I still think the name vfs_cachedroot is iffy but I consider the patch committable otherwise.

sef added a subscriber: sef.Sep 24 2019, 10:26 PM

Perhaps I'm confused, but since you've added a new VFS operation, shouldn't there be a default implementation? You mention doing this for ZFS, but it's only there for tmpfs and UFS; does this need to be a VFS function, or should it be done as part of the mount structure and maintenance functions?

sys/sys/mount.h
704 ↗(On Diff #62428)

Should not this replace one of vfs_spare, for ABI compatibility?

mjg added a comment.Sep 24 2019, 10:30 PM

I have a separate patch for zfs since it involves reverting its current support, which would only clutter this review.

There is no way to get a "default" implementation for this.

sys/sys/mount.h
704 ↗(On Diff #62428)

this can be done for a merge, not in head

sef added a comment.Sep 24 2019, 10:32 PM

There is no way to get a "default" implementation for this.

So if it's not set, the system panics?

sys/sys/mount.h
704 ↗(On Diff #62428)

Why can it not be done in head?

mjg added a comment.Sep 24 2019, 10:35 PM

The new op is *not* called by anything but the new handler which has to be explicitly set by filesystems which want the feature, i.e. the change is a no-op for anyone who does not opt in.

sys/sys/mount.h
704 ↗(On Diff #62428)

it wastes a spare. they are basically there so that people don't forget to add them when a new stable branch is created

sef added a comment.Sep 24 2019, 10:39 PM
In D21646#475415, @mjg wrote:

The new op is *not* called by anything but the new handler which has to be explicitly set by filesystems which want the feature, i.e. the change is a no-op for anyone who does not opt in.

Ah, followed the indirects enough this time. Thank you!

jeff accepted this revision.Sep 25 2019, 11:22 PM
jeff added inline comments.
sys/kern/vfs_subr.c
5689–5690 ↗(On Diff #62428)

This could be a single else if indented one level less.

This revision is now accepted and ready to land.Sep 25 2019, 11:22 PM
kib added a comment.Sep 26 2019, 7:28 AM

I stil has an opinion that the mp root vnode caching should be better integrated with existing code. Right now it feels as a side hack.
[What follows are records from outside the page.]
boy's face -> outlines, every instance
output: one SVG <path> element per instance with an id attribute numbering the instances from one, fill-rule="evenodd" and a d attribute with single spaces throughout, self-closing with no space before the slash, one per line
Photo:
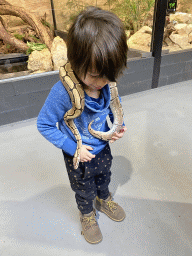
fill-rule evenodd
<path id="1" fill-rule="evenodd" d="M 79 76 L 79 78 L 89 89 L 94 91 L 102 89 L 109 83 L 109 80 L 105 76 L 99 77 L 99 74 L 95 70 L 88 71 L 85 78 L 84 76 Z"/>

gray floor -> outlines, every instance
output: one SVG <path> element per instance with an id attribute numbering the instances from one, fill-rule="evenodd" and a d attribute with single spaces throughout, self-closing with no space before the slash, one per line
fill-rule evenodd
<path id="1" fill-rule="evenodd" d="M 36 119 L 0 127 L 1 256 L 192 255 L 192 81 L 122 97 L 124 139 L 111 145 L 110 191 L 123 222 L 103 213 L 103 241 L 81 235 L 62 152 Z"/>

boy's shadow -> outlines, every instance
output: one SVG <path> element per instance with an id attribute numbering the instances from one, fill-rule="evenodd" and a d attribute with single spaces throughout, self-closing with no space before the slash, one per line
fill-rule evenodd
<path id="1" fill-rule="evenodd" d="M 109 190 L 115 195 L 117 188 L 126 184 L 132 174 L 131 162 L 123 156 L 114 156 L 111 167 L 111 182 Z"/>

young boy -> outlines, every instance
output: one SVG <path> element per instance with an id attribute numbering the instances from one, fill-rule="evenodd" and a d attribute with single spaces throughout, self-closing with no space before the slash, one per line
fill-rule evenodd
<path id="1" fill-rule="evenodd" d="M 127 39 L 123 24 L 113 13 L 96 7 L 82 11 L 72 24 L 67 39 L 67 57 L 71 67 L 82 83 L 85 107 L 74 123 L 82 138 L 80 163 L 73 168 L 73 155 L 77 143 L 64 122 L 65 113 L 72 103 L 61 81 L 51 89 L 38 119 L 38 131 L 56 147 L 62 149 L 70 185 L 80 211 L 82 234 L 89 243 L 99 243 L 102 234 L 95 219 L 96 209 L 114 221 L 122 221 L 125 212 L 112 201 L 108 186 L 111 176 L 112 155 L 107 141 L 93 137 L 88 124 L 94 120 L 94 130 L 107 132 L 107 116 L 113 122 L 110 110 L 108 83 L 116 81 L 127 64 Z M 59 129 L 56 123 L 59 124 Z M 124 125 L 124 124 L 123 124 Z M 114 133 L 111 142 L 123 137 L 127 128 Z"/>

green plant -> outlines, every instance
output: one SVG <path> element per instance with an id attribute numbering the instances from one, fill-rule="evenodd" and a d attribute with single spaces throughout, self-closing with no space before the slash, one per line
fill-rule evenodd
<path id="1" fill-rule="evenodd" d="M 27 55 L 33 51 L 42 51 L 43 49 L 47 48 L 46 44 L 41 43 L 27 42 L 27 45 L 29 46 L 29 49 L 26 51 Z"/>
<path id="2" fill-rule="evenodd" d="M 145 24 L 155 0 L 107 0 L 106 4 L 123 21 L 125 28 L 135 33 Z"/>
<path id="3" fill-rule="evenodd" d="M 10 44 L 6 44 L 6 48 L 10 49 L 11 45 Z"/>

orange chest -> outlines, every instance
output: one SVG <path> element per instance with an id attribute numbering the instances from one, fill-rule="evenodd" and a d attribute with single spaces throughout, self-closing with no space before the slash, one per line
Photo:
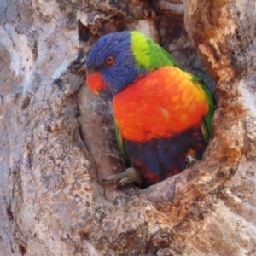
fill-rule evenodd
<path id="1" fill-rule="evenodd" d="M 172 68 L 157 70 L 113 96 L 113 115 L 124 138 L 167 137 L 197 125 L 207 112 L 203 90 Z"/>

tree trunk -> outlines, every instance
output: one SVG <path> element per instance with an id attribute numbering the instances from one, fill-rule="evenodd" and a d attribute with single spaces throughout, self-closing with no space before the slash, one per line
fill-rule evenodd
<path id="1" fill-rule="evenodd" d="M 2 0 L 0 255 L 256 255 L 255 5 Z M 109 95 L 81 69 L 124 29 L 215 85 L 203 160 L 144 190 L 102 184 L 125 165 Z"/>

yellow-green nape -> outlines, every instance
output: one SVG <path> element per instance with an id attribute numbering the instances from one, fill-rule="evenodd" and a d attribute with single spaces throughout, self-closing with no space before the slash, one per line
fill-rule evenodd
<path id="1" fill-rule="evenodd" d="M 137 31 L 130 32 L 131 49 L 138 66 L 150 67 L 150 46 L 148 38 Z"/>

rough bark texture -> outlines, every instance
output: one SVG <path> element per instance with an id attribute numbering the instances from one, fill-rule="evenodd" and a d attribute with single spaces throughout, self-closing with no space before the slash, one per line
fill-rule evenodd
<path id="1" fill-rule="evenodd" d="M 256 255 L 255 14 L 253 0 L 2 0 L 0 255 Z M 124 162 L 109 96 L 80 69 L 124 29 L 212 86 L 194 44 L 216 81 L 203 160 L 145 190 L 102 186 Z"/>

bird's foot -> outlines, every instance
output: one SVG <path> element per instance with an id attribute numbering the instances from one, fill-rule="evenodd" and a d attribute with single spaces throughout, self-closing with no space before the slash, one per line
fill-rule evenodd
<path id="1" fill-rule="evenodd" d="M 192 157 L 191 155 L 186 156 L 186 162 L 185 162 L 185 168 L 190 167 L 195 164 L 196 161 L 196 159 Z"/>
<path id="2" fill-rule="evenodd" d="M 118 183 L 120 186 L 132 183 L 137 183 L 140 185 L 142 183 L 142 178 L 140 173 L 136 169 L 130 167 L 122 173 L 111 175 L 103 178 L 102 182 L 108 183 Z"/>

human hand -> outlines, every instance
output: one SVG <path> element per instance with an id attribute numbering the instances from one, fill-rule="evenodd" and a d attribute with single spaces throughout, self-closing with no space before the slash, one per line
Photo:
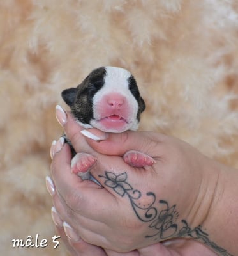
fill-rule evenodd
<path id="1" fill-rule="evenodd" d="M 69 152 L 64 151 L 61 172 L 52 163 L 58 190 L 56 207 L 63 219 L 90 243 L 127 252 L 170 238 L 192 237 L 195 229 L 191 227 L 204 221 L 207 204 L 200 205 L 197 199 L 208 186 L 204 180 L 210 180 L 212 175 L 215 183 L 216 175 L 213 168 L 206 170 L 211 161 L 186 143 L 151 132 L 128 132 L 110 134 L 100 143 L 87 140 L 87 144 L 81 128 L 70 115 L 64 129 L 77 152 L 98 157 L 91 173 L 105 186 L 102 189 L 73 175 Z M 121 156 L 130 149 L 147 154 L 157 163 L 140 170 L 128 166 Z M 211 191 L 212 186 L 209 184 Z M 206 195 L 209 202 L 211 197 Z"/>
<path id="2" fill-rule="evenodd" d="M 53 185 L 54 186 L 54 185 Z M 128 253 L 118 253 L 89 244 L 75 234 L 65 234 L 63 221 L 54 207 L 52 216 L 56 233 L 61 237 L 72 256 L 216 256 L 216 254 L 200 243 L 191 239 L 174 239 L 158 243 L 144 248 L 135 250 Z M 69 238 L 70 237 L 70 238 Z"/>

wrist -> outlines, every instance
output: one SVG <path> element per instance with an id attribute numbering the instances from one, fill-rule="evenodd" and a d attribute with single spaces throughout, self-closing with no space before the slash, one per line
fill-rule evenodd
<path id="1" fill-rule="evenodd" d="M 207 182 L 204 180 L 206 195 L 201 204 L 204 218 L 200 227 L 204 233 L 198 239 L 218 255 L 237 255 L 238 172 L 215 161 L 209 167 L 210 177 Z"/>

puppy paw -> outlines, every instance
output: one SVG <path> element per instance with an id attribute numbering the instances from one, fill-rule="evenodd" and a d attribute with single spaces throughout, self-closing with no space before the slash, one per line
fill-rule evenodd
<path id="1" fill-rule="evenodd" d="M 85 177 L 83 179 L 88 179 L 87 177 L 90 175 L 89 170 L 96 161 L 96 158 L 89 154 L 78 153 L 71 161 L 71 172 L 81 177 Z"/>
<path id="2" fill-rule="evenodd" d="M 129 150 L 123 156 L 124 161 L 129 165 L 134 167 L 144 167 L 152 166 L 155 160 L 145 154 L 136 150 Z"/>

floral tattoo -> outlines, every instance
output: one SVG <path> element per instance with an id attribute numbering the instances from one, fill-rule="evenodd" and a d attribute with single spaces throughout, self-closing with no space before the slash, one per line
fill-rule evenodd
<path id="1" fill-rule="evenodd" d="M 152 192 L 146 193 L 147 203 L 142 203 L 143 195 L 135 189 L 127 181 L 126 172 L 115 175 L 105 171 L 105 175 L 99 175 L 105 179 L 104 185 L 112 188 L 121 197 L 127 196 L 137 217 L 142 222 L 148 223 L 151 234 L 145 236 L 160 241 L 173 237 L 190 237 L 202 242 L 222 256 L 232 256 L 226 250 L 211 241 L 209 234 L 199 225 L 191 228 L 185 220 L 178 223 L 179 213 L 176 205 L 170 206 L 165 200 L 156 199 Z M 179 228 L 179 226 L 182 227 Z"/>

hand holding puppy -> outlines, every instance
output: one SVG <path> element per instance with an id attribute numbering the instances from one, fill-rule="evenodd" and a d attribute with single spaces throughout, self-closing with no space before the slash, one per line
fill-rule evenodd
<path id="1" fill-rule="evenodd" d="M 126 132 L 110 134 L 98 143 L 84 138 L 81 129 L 68 115 L 65 132 L 76 152 L 97 157 L 91 173 L 103 188 L 72 175 L 67 145 L 54 154 L 52 174 L 57 211 L 83 240 L 123 252 L 168 239 L 191 238 L 221 255 L 232 255 L 224 248 L 236 253 L 226 239 L 235 236 L 232 228 L 224 234 L 216 229 L 221 220 L 231 220 L 230 211 L 219 210 L 236 189 L 235 172 L 174 138 Z M 156 163 L 143 169 L 128 166 L 121 156 L 131 149 L 152 156 Z M 221 196 L 217 189 L 228 179 L 232 182 Z"/>

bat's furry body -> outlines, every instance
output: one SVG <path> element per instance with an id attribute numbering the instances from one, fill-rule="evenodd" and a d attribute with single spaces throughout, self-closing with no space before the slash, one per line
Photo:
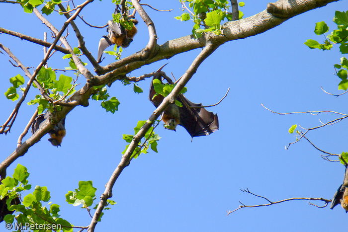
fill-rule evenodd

For instance, vflush() has the argument to specify root vnode refs to ignore for successful vflush. Your patch drops the reference manually before calling into VFS_UNMOUNT().

The fdescfs, devfs, nfsclient filesystems all pass ref 1 to vflush, which indicates that they also cache root vnode by independent mechanism.

mjg added a comment.EditedSep 26 2019, 1:21 PM

It is wrapped around the current code on purpose - provides all expected win for most users, is easy to opt in and requires no changes for filesystems which don't participate. But more importantly I consider it to be a temporary bandaid until interaction of lookup and the namecache is reworked so that there is no need to VFS_ROOT or busy in the common case.

Also note not all filesystems can really participate (e.g. fdescfs). Thus a full integration would have to look like this:

  1. rootrefs argument is eliminated from vflush
  2. apart from vfs_root, there will have to be vfs_unsetroot which defaults to not doing anything. Should someone cache their root vnode, this will return a pointer to an unlocked vnode with guaranteed usecount of at least 1. Should vnode caching take more refs, they all get dropped in the routine. That way after everything is completed vflush can issue a single vrele.

I think it is more work which does not buy much and requires a lot of extra asserts. I can do it if you insist. (Or perhaps you see a different solution?)

mjg updated this revision to Diff 62948.Oct 5 2019, 10:54 PM
  • add missing support for sigdefer ops
  • add _set routine and use it in nfs and devfs
This revision now requires review to proceed.Oct 5 2019, 10:54 PM
kib accepted this revision.Oct 6 2019, 7:17 PM
kib added inline comments.
sys/kern/vfs_subr.c
5817 ↗(On Diff #62948)

So consumers of this function have usecount for the root vnode set to 2.

This revision is now accepted and ready to land.Oct 6 2019, 7:17 PM
mjg added inline comments.Oct 6 2019, 8:03 PM
sys/kern/vfs_subr.c
5817 ↗(On Diff #62948)

I don't think that's avoidable without playing with vflush. It's not a problem though.

This revision was automatically updated to reflect the committed changes.